ブログトップ

はじめのいっぽ

hiro1029.exblog.jp

日々雑感を記録します

自由がない国

いつも触れることだが、中国では経済にからむいろいろなことが資本主義になりつつある。
だからといって政治にかかわることが西欧諸国のようにはならないのである。
もう「社会主義」という枠組みから足をはみ出しつつあるのだが、権力は共産党が握っていて、その権力を維持するために、言論の統制を行っている。

「中国に報道の自由がないということは、もう疑いの無い事実である。しかし、取り締まろうとしても取り締まれない”ネット”という空間が生まれている」
と最近書いたように思う。

この”ネット”も、中国内ではその技術面は西側諸国並みに進歩しているのだが、この「言論統制」のために当局は膨大な作業を強いられている。数万人にもおよぶ「ネット警察官」がいるという。常にネットを検索して、共産党にとって都合の悪いことが記載されているサイトは接続できないようにしている。
用語でも「法輪功」「天安門事件」「ダライ・ラマ」といったものは検索できないとか。
個人のブログも同じで、反政府的な記事を載せるとたちまちそのブログは消滅する。

2年ほど前に、ある週刊誌が停刊に追い込まれた。
「日本の教科書が歴史を歪曲したとして、中国政府は日本に抗議しているが、中国の歴史教科書も、決して歴史を正しく取り上げているとはいえない」
という趣旨のことを書いた大学教授の論文を載せたのが発端であった。
当局は、この事実についての報道も禁じる措置を講じたが、この事実はネットによって一気に知れ渡り諸外国にも流れてしまった。
まあ、こんな例は枚挙に暇が無いほど転がっているらしい。

さて、ギョーザ事件の真相究明が頓挫している最中に中国チベット自治区で大きな騒乱暴動が起きた。
例によって、中国当局は都合のいい情報や映像を流して自らの正当性を世界に示したがっている。当局は「被害者」であることをひたすら強調しているようだ。
(08.03.18道新の記事では「自治区の主席は、「暴徒」による損害を詳細に説明し、警察による発砲を認めずに「被害者」の立場を強調した。」)中国特有の手法だ。
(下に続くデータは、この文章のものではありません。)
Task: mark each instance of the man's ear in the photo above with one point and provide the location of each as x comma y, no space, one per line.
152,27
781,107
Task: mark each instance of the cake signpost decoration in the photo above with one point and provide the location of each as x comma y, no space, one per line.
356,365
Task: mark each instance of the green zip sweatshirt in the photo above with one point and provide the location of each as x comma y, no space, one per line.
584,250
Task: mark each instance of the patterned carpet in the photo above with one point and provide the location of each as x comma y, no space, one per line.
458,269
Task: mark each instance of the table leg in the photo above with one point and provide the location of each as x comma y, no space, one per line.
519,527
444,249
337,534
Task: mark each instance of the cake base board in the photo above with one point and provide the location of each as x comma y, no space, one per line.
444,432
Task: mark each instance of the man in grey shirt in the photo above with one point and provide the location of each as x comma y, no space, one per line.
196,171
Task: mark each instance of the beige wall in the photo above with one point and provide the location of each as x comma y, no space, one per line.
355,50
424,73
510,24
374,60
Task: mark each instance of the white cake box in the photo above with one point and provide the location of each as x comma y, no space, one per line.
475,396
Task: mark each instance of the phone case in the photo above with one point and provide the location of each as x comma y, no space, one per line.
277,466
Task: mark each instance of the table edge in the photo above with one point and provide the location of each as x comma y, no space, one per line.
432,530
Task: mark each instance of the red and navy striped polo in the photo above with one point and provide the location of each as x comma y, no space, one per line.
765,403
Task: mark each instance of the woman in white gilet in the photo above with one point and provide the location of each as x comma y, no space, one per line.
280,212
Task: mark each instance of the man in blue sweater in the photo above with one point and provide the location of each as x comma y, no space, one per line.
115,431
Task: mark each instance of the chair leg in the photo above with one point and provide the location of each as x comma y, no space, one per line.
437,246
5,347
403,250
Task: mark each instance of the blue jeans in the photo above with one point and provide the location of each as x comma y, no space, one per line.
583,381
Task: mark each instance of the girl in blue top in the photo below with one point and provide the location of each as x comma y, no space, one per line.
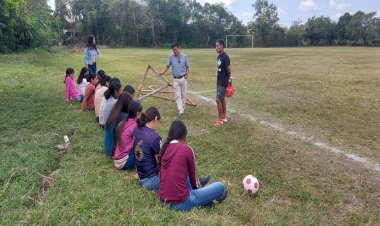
91,54
146,146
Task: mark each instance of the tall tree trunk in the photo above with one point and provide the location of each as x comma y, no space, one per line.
137,29
153,36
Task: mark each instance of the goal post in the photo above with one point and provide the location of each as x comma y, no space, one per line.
251,36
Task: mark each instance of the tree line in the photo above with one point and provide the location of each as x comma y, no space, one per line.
157,23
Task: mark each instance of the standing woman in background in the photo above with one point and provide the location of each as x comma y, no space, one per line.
91,54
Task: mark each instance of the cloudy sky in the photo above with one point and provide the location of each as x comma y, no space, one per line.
294,10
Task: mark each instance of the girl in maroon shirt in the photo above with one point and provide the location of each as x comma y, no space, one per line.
178,184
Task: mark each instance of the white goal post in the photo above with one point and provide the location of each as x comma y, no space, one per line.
239,36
我々の眼に触れる映像は、どの局も民衆が暴徒化して商店や銀行を襲う場面と落ち着いた町並みや学校の様子のみである。
悪いのは「チベットの民衆」である。「暴徒」であると印象付けているのだ。
これだけの規模の騒乱暴動で、しかも多数の死傷者が出ているというからかなりの攻防があったことと推測される。
(新華社通信は、警察官が61人負傷していると報じているが、当局の暴動鎮圧に伴う死傷者については依然として言及していない。)外国の報道陣は勿論観光客も排除されているがためにその“鎮圧“の様子の映像がでてこない。インターネットでの情報の流出もないという。
見方を変えると、見事な”情報統制”といえるのかもしれない。

中国当局は、今回の騒乱暴動は「ダライ・ラマ集団の扇動」によると喧伝している。
チベット民族の中にダライ・ラマの対話による解決が遅々として進まないことに嫌気する過激な若手グループがいるらしい。当局側は強固に対話を拒むから進まないのである。
当局はこれらを一くくりにして全てをダライ・ラマにその責任をかぶせようとしている。

全人代(国会に相当)が終了した。
胡錦濤政権が最優先しているのは「社会の安定」であるはずだ。しかし、現実には政府への批判や不満へは“強権的”な手法で対処することが目立つ。
f0020352_9581276.jpgたたでさえ欧米諸国から、中国の人権問題の改善を求める声は強く、今回のチベット騒乱暴動によって、国際社会の注目度は一層増したのであろう。

この事件がどのような収まり方をするのか注目される。
北京五輪はあと4ヶ月後に迫った。既に、参加を拒否した選手もいる。式典への協力を辞退した人もいる。理由はさまざまである。EUの中では開会式をボイコットしては・・・との意見が出始めたという。
五輪を開催するに相応しい「開かれた国」であるのか正に今その真価を問われようとしている。

注)当初、「騒乱」と表現したが、振り返ってみると少し意味合いが違ったように思うので「暴動」と訂正。